I’m going to share a tip with you that I should have mentioned months ago. I have a set of CorningWare bakeware set that my husband and I received as a wedding gift almost ten years ago. I use them all the time, but my favorite use is in the Crock Pot.
If I’m making a smaller slow cooker recipe, I put my smallest oval Corningware dish inside my slow cooker’s removable stoneware, put the recipe inside the dish, put the dish lid on, AND the Crock Pot lid. Use regular cook times.

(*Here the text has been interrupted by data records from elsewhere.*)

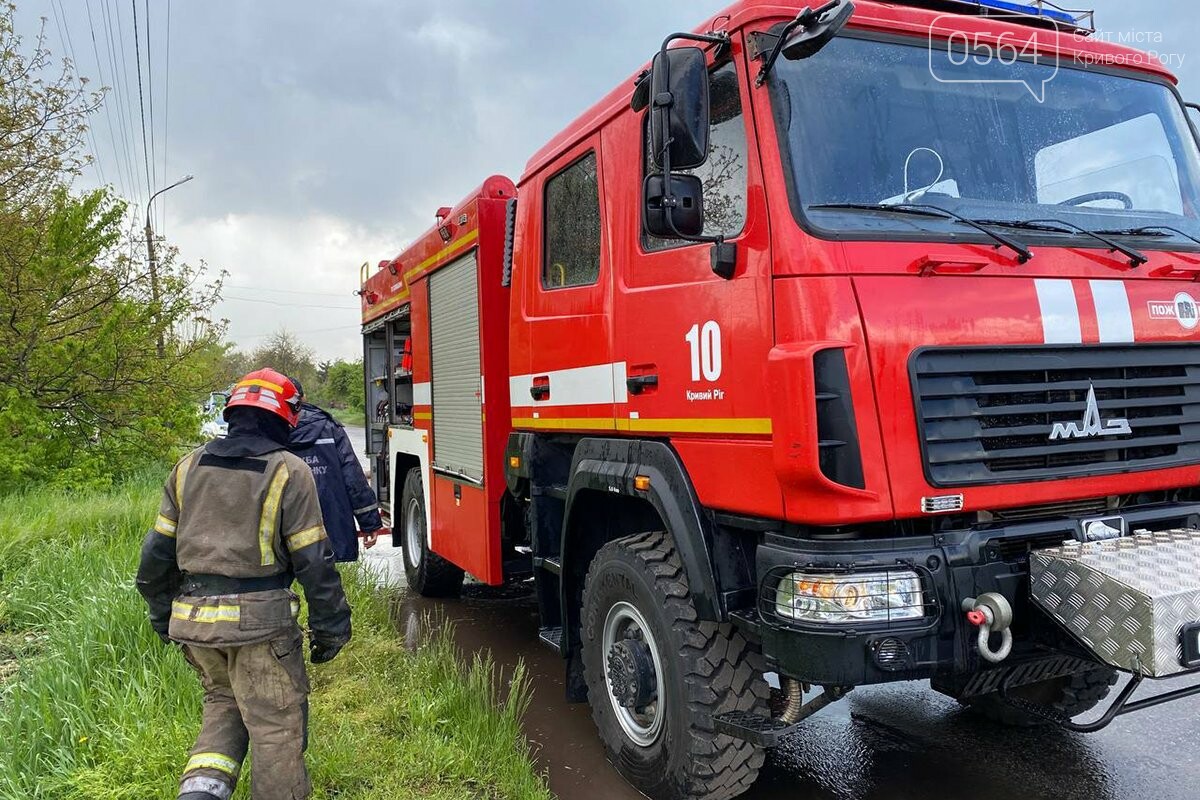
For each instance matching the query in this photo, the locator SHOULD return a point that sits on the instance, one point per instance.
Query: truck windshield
(870, 124)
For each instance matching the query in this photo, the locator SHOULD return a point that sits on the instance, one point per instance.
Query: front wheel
(429, 575)
(657, 675)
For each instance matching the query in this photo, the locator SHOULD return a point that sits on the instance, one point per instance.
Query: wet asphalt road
(891, 743)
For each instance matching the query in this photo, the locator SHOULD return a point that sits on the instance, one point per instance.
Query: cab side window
(724, 175)
(571, 254)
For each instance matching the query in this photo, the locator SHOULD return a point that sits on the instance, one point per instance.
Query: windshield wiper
(1150, 230)
(923, 210)
(1137, 258)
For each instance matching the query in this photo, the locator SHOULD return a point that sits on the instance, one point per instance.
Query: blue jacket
(345, 493)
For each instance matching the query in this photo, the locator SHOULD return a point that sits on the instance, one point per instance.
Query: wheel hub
(631, 673)
(634, 673)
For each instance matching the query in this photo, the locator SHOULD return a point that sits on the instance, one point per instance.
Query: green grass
(94, 707)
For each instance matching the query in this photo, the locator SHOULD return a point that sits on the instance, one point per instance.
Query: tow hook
(990, 613)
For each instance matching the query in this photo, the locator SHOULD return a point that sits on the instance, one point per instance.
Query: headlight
(862, 597)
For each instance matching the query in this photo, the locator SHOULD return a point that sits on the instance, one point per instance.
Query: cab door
(695, 344)
(570, 382)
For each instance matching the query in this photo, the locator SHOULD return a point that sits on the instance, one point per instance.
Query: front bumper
(953, 565)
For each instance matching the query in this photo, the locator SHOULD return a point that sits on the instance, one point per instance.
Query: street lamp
(154, 264)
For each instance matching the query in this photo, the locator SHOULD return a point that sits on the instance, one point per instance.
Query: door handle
(639, 384)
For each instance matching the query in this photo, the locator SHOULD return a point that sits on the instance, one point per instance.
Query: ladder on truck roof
(1030, 12)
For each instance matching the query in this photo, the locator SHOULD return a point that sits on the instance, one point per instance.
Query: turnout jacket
(237, 524)
(343, 489)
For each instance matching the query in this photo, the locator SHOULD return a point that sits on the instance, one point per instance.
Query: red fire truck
(845, 344)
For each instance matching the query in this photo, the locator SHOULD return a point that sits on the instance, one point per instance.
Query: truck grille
(987, 415)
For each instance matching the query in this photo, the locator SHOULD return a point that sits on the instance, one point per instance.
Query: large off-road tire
(429, 575)
(637, 611)
(1071, 695)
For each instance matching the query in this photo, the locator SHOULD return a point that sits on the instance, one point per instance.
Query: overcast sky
(325, 134)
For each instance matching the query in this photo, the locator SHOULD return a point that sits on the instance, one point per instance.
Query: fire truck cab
(849, 346)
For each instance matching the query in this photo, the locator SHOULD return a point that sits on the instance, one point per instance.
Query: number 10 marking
(706, 350)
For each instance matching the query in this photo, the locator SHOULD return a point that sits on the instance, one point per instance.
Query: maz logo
(1092, 425)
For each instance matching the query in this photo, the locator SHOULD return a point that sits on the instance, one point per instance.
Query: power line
(323, 294)
(123, 79)
(166, 119)
(108, 108)
(154, 158)
(137, 53)
(291, 305)
(319, 330)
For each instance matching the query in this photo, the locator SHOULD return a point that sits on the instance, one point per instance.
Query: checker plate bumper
(1129, 600)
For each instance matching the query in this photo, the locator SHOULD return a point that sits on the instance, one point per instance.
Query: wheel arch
(604, 503)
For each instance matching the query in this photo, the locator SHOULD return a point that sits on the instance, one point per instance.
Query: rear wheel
(1069, 695)
(657, 675)
(429, 575)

This is awesome for several reasons.
1. It saves me from having to scrub the gigantic slow cooker insert.
2. The leftovers are already in a refrigerator appropriate container.
3. Since slow cooker recipes do best in a fuller vessel, small recipes sometimes cook funny in my 6.5 quart crock pot. Crock pot liners work fine, too. I use them for larger recipes that look like they’ll crust up the side of the stoneware.
This recipe will make a mess of your stoneware. Protect it.
Creamy Crock Pot Macaroni and Cheese
- 2 cups uncooked elbow macaroni (an 8-ounce box isn’t quite 2 cups)
- 4 tablespoons (1/2 stick) butter, cut into pieces
- 2 1/2 cups (about 10 ounces) grated sharp Cheddar cheese (Do yourself a favor and grate your own cheese. There is a time and a place for pre-grated cheese. This is not it.)
- 1/2 cup sour cream
- 1 (10 3/4-ounce) can condensed Cheddar cheese soup
- 1/2 teaspoon salt
- 1 cup whole milk
- 1/2 teaspoon dry mustard
- 1/2 teaspoon black pepper
- Boil the macaroni in a 2 quart saucepan in plenty of water until mostly tender, about 7 minutes. Drain.
- In a medium saucepan, mix butter and cheese. Stir until the cheese melts.
- In a slow cooker, combine cheese/butter mixture and add the sour cream, soup, salt, milk, mustard and pepper and stir well.
- Then add drained macaroni and stir again.
- Set the slow cooker on low setting and cook for 2 hours, stirring occasionally.
Using two kinds of cheese adds a nice depth. My mother-in-law used one cup of pepper jack, and said it was excellent.
Whole grain pasta works very well in this dish.
Don’t half the recipe unless you want your husband to nearly bite your finger off.
I used my 6.5-Quart Crock-Pot Programmable Touchscreen Slow Cooker to make this.